Single by Víctor Yturbe "El Pirulí"

from the album Condición
- Language: Spanish
- B-side: "Miénteme"
- Released: 1972
- Genre: Bolero
- Length: 3:54
- Label: Philips Records
- Songwriter: Carlos Blanco

= Verónica (Víctor Yturbe song) =

1972 single by Víctor Yturbe

"Verónica" is a popular song written by Mexican songwriter Carlos Blanco and recorded by Mexican singer Víctor Yturbe "El Pirulí" in 1972. Upon its release, the song had great success in Mexico, where it topped the singles charts.

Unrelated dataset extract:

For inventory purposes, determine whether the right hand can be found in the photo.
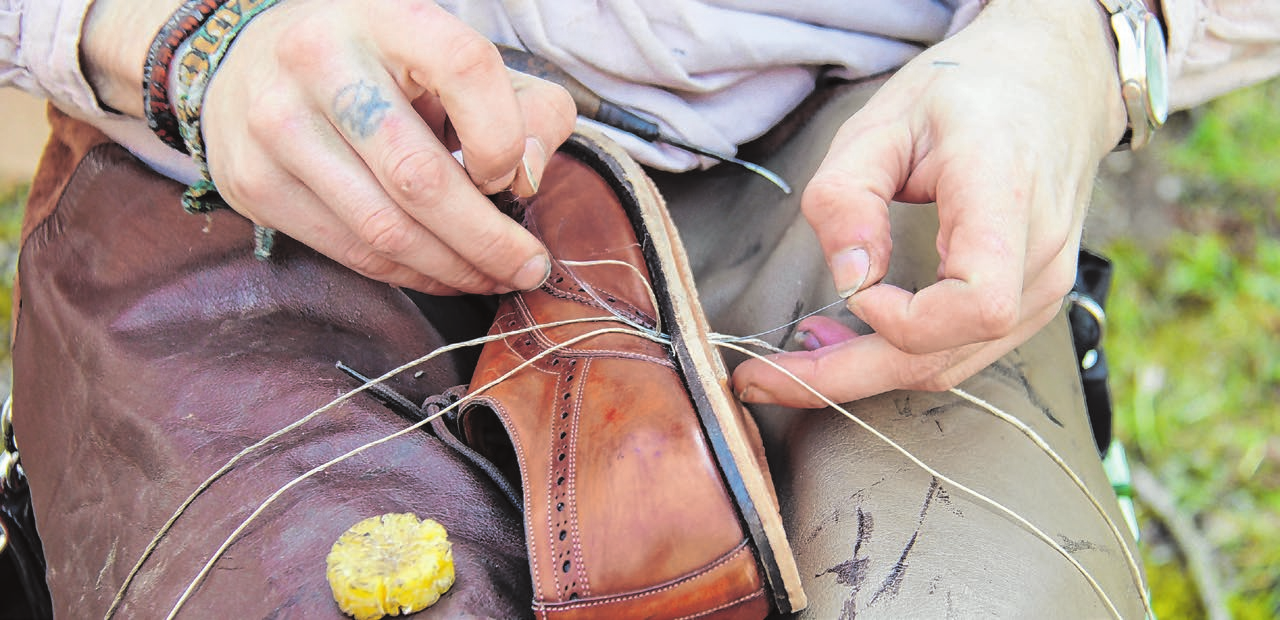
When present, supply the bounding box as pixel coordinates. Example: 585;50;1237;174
201;0;576;295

==Background and release==
The song was written by Carlos Blanco, a songwriter from the Mexican state of Puebla, and its original title was "Güerita" (which in Mexican slang is the diminutive form of "güera", a term that is used to describe a blonde or fair-skinned woman). When Blanco showed Yturbe the song, the latter suggested changing its title so as to reference Verónica Castro, a famous Mexican actress; Blanco agreed to the change, and thus Yturbe recorded the song, which was released in 1972 as a single (with the song "Miénteme" as the B-side) as well as being included in Yturbe's studio album "Condición".

The song quickly became popular in Mexico, where it would eventually top the singles charts, and it was popularly associated with the aforementioned Verónica Castro; Yturbe performed the song for Castro on a TV show, and Mexican tabloids even published rumours of a supposed affair between the two.

==Chart performance==
The song entered the Mexican charts on the 10 June 1972 week and it reached the number-one position on the 22 July week (displacing "Puppy Love" by Donny Osmond), where it would stay for five consecutive weeks before being displaced by "¿Por qué?", by Los Baby's; it remained in the top 10 until the 30 September week. "Verónica" was Yturbe's second number-one single, and it would be his first of 1972, as he would reach the number-one position again in October with the song "Miénteme".

| Chart (1972) | Peak position |
|---|---|
| Mexico (Radio Mil) | 1 |

==Cover versions==
The song would later be covered by other Mexican groups such as La Rondalla de Saltillo and Los Socios del Ritmo (in a cumbia version), among others. A Portuguese-language version was also released by Brazilian singer Mauricio Reis in 1974.